With its early embrace of Linux and its highly reliable online banking site, KeyBank NA is among the most efficient, cutting-edge banks in the U.S. when it comes to IT — but that wasn’t the case in one area until recently.
When Al Coppolo was asked by lawyers at the KeyCorp operating unit to produce old e-mails for litigation or regulatory compliance, he would have as many as four members of his IT team trudge to an off-site storage facility to retrieve tapes, mount them on servers and painstakingly search for the requested messages.
“It was a completely manual environment,” said Coppolo, executive vice president and director of infrastructure at Cleveland-based KeyBank. “Sometimes we would have to look through copies of the same e-mail on multiple tapes if there were multiple replies.”
The process was so laborious and time-consuming that his team just barely met a 30-day internal deadline for producing e-mails. And, Coppolo noted, the number of legal requests was only growing. Moreover, in December new federal e-discovery rules went into effect that spell out requirements for submitting electronic documents as evidence in civil court cases.
Automating the Process
There are several technology alternatives available to companies looking for help. KeyBank opted for a full-blown archiving and content management system from AXS-One Inc., installing the software late last year to support a 300TB e-mail archive.
The bank bought AXS-One’s namesake software from Sun Microsystems Inc. as part of a compliance and content management product bundle.

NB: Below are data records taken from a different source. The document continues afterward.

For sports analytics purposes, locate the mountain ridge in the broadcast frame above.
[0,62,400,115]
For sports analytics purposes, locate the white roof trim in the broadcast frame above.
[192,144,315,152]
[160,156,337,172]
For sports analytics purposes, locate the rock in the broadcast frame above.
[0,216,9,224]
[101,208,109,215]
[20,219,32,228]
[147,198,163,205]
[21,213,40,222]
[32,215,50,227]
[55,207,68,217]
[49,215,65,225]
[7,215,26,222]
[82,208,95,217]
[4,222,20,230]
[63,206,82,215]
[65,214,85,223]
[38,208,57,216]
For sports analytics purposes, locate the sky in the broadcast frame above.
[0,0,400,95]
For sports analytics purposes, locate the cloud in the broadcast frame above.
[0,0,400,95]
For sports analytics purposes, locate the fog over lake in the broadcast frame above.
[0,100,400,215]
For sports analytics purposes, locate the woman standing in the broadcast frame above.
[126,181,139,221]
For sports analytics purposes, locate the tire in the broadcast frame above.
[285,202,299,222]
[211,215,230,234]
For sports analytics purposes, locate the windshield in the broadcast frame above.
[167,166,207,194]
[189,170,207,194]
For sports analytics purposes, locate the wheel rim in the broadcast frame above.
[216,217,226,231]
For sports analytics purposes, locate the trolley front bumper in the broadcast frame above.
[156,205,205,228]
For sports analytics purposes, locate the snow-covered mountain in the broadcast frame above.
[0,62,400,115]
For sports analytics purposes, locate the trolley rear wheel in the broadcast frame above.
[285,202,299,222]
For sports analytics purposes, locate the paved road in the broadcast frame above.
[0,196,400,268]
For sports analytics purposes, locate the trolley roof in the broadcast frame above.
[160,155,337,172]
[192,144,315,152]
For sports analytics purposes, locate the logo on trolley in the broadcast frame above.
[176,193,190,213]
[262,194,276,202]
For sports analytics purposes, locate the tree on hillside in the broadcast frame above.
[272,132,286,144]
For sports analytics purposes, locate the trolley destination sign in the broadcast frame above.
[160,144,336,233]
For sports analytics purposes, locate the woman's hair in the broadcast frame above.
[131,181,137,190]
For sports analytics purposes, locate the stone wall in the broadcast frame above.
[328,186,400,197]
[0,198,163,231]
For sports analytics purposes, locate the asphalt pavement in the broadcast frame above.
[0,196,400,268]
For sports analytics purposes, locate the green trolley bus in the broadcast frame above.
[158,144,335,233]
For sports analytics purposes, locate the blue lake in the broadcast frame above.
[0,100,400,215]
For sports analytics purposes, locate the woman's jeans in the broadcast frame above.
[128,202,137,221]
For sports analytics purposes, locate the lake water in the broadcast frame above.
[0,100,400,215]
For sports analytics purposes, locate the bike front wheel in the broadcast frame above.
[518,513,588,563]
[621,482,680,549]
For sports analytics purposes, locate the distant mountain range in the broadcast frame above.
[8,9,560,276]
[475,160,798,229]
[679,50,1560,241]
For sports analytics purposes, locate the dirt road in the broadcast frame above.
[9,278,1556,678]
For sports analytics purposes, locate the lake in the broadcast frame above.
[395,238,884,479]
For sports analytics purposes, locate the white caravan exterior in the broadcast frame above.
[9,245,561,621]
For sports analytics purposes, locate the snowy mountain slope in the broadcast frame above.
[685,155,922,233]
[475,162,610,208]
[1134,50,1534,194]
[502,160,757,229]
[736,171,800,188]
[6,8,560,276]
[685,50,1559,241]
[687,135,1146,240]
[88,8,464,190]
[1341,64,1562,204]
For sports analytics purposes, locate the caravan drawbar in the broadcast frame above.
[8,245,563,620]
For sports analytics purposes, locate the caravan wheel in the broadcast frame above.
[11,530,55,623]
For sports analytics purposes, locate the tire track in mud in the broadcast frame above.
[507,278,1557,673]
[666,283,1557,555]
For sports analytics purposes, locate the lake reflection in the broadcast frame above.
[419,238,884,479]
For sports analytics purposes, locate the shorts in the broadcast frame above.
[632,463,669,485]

AXS-One can manage both e-mail and instant messages, and it captures a copy of each message that is sent or received. To give users one-click access to old messages, it creates message “stubs” in their e-mail directories.
Coppolo said the tools are working well enough that he hopes to eventually train KeyBank’s legal team to use AXS-One in order to free up his IT staffers for other tasks.
The increased need for companies to be able to produce electronic evidence is “a pretty serious issue,” said Michael Osterman, an analyst at Osterman Research Inc. in Black Diamond, Wash.
And many companies don’t appear to be ready to comply with the e-discovery rules. For example, in a survey conducted by Computerworld last fall, 32% of the 170 IT managers and staffers who responded said their companies weren’t at all prepared to meet the new requirements.
Archiving systems such as AXS-One are good for large companies with e-mail indexes that bulge out to “Google-like sizes,” Osterman said. A less-costly alternative, he noted, is to add search and retrieval software to existing e-mail servers.